Diseño equilibrado.
Ni mártir del usuario, ni siervo del ROI.
Ilustradora: Lara Torres
El cliente siempre tiene la razón… ¿pero quién paga la factura?
"User-centric", "customer obsession", "empatía radical"... últimamente, parece que si no mencionas al usuario cada tres frases, te expulsan del club de la innovación. Y sí, es verdad: diseñar pensando en las personas es un salto cuántico respecto a la era del “esto se hace así porque lo dice el jefe”. Pero pongamos los pies en la tierra: no hay experiencia de usuario sin experiencia de negocio.
Porque, seamos honestos: ¿de qué sirve diseñar el onboarding más chulo del mundo si cada nuevo usuario te cuesta más de lo que deja?
El peligro de enamorarse demasiado del usuario.
Nos pasa lo de siempre: nos venimos arriba. Empezamos a diseñar pensando en facilitarle la vida a nuestro cliente ideal… y acabamos creando una aplicación que te da los buenos días, te recomienda playlists según tu estado de ánimo y te ofrece soporte humano 24/7… todo por 3,99 al mes.
Spoiler: no salen las cuentas.
La trampa del “atrapar al usuario a toda costa” es olvidarse de que esto también va de sostenibilidad (económica, no solo ecológica). El usuario puede estar feliz, sí, pero si el modelo de negocio no aguanta el empuje, esa felicidad tiene fecha de caducidad.
También existe el otro extremo: diseñar solo con la calculadora en mano.
En el otro rincón del cuadrilátero tenemos al enfoque puramente "business-centric". El que mira al usuario como un dato en un dashboard, una tasa de conversión, un embudo más. Aquí no hay espacio para escuchar: sólo para optimizar.
Es ese enfoque donde se lanza un producto porque “hay hueco en el mercado” y no porque “alguien lo necesita”. Donde la innovación se mide en puntos porcentuales de margen, y si la gente lo odia pero compra, entonces “funciona”. Hasta que deja de funcionar, claro.
¿Y si el equilibrio fuera el verdadero acto de diseño?
La solución no está en elegir bando, sino en reconciliar perspectivas. Diseñar para personas, sí, pero sin olvidar que esto también es un negocio. Y diseñar para el negocio, sí, pero sin convertirlo en una máquina de exprimir clientes.

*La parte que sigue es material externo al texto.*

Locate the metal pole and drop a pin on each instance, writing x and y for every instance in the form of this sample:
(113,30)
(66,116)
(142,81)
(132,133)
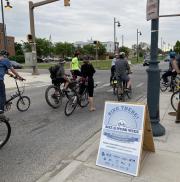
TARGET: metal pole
(33,44)
(114,35)
(4,29)
(153,82)
(137,50)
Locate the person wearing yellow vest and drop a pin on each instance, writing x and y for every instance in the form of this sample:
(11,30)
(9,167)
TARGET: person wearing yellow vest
(75,70)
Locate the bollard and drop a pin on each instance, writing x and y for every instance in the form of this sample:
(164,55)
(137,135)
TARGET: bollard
(178,114)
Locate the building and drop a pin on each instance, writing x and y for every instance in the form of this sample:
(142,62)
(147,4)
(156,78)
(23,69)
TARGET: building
(10,42)
(109,45)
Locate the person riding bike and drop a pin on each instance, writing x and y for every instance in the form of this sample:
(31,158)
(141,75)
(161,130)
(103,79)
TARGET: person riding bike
(5,66)
(122,70)
(171,71)
(58,75)
(75,70)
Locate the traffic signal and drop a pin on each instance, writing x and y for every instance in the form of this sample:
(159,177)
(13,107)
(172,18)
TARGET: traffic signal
(29,38)
(66,2)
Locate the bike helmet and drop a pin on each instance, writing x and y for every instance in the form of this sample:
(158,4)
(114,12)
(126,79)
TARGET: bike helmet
(4,53)
(122,54)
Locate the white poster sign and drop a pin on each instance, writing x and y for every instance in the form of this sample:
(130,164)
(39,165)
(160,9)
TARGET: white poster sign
(121,138)
(152,9)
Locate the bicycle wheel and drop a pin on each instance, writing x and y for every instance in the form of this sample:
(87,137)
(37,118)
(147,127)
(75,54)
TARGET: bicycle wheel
(175,100)
(163,86)
(53,96)
(71,105)
(84,99)
(23,103)
(5,132)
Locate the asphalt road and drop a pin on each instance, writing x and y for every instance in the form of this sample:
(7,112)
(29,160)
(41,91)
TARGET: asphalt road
(43,137)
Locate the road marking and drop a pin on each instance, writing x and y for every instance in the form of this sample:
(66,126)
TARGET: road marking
(140,84)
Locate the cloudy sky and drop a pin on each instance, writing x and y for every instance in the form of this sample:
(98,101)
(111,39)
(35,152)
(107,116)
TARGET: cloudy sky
(86,19)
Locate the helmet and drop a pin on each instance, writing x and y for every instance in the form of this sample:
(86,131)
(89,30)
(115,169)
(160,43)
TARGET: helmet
(122,54)
(4,53)
(172,55)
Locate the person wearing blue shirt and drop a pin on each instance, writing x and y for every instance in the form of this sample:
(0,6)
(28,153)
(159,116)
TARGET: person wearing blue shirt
(5,66)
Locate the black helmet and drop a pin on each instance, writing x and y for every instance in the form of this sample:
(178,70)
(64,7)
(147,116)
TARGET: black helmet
(4,53)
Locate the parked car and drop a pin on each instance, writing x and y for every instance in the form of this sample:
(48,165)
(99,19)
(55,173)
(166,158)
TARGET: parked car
(16,65)
(146,60)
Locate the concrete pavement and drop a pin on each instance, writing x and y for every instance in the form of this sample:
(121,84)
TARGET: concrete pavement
(161,166)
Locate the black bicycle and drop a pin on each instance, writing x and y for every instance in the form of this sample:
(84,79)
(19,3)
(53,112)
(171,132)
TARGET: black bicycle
(5,130)
(23,102)
(77,97)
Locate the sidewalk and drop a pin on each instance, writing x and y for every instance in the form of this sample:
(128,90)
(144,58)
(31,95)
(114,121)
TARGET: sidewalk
(161,166)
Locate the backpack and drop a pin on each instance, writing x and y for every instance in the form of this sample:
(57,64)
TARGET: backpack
(53,71)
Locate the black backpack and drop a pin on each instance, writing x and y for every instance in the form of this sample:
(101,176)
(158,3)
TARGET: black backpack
(53,71)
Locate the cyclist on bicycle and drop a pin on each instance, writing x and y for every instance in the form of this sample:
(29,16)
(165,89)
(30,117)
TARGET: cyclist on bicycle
(171,71)
(5,66)
(58,75)
(75,70)
(122,70)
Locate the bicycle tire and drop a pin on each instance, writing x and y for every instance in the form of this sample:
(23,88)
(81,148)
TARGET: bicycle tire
(23,100)
(71,103)
(84,99)
(7,134)
(163,87)
(53,102)
(175,100)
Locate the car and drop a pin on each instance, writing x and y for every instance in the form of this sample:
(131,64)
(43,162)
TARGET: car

¿Cómo se consigue eso? Aquí algunas ideas para no perder el norte:
Doblar el enfoque de investigación, los stakeholders también son de Dios: no solo preguntemos qué quiere el usuario, sino también qué necesita el negocio. A veces los insights más valiosos salen de escuchar a alguien interno que lo sabe todo sobre el mercado.
Prototipar y testear con el ábaco: está genial hacer tests con usuarios, pero probemos también con el Excel. Simulemos modelos, márgenes, escenarios. Porque una idea bonita, pero ruinosa es como un castillo de arena en plena marea alta.
Usar métricas con criterio: medir es importante, pero no todo lo medible importa. Las NPS sin contexto, las tasas de apertura sin retención, o el tiempo en pantalla sin conversión… son espejismos si no se cruzan con datos de negocio.
Alinear promesa y entrega: si desde marketing se vende magia y desde producto se entregan tutoriales de 12 pasos, hay un problema. El diseño también es compromiso con la expectativa que generamos.
En conclusión.
Creer que podemos elegir entre cuidar a las personas o cuidar al negocio es un falso dilema. Lo difícil —y ahí está la magia— es hacer ambas cosas a la vez. Diseñar para que la gente quiera usarlo y para que la empresa quiera seguir haciéndolo.
Porque sí, el cliente puede tener siempre la razón…
pero si no hay ingresos, lo mismo mañana no hay empresa que lo atienda.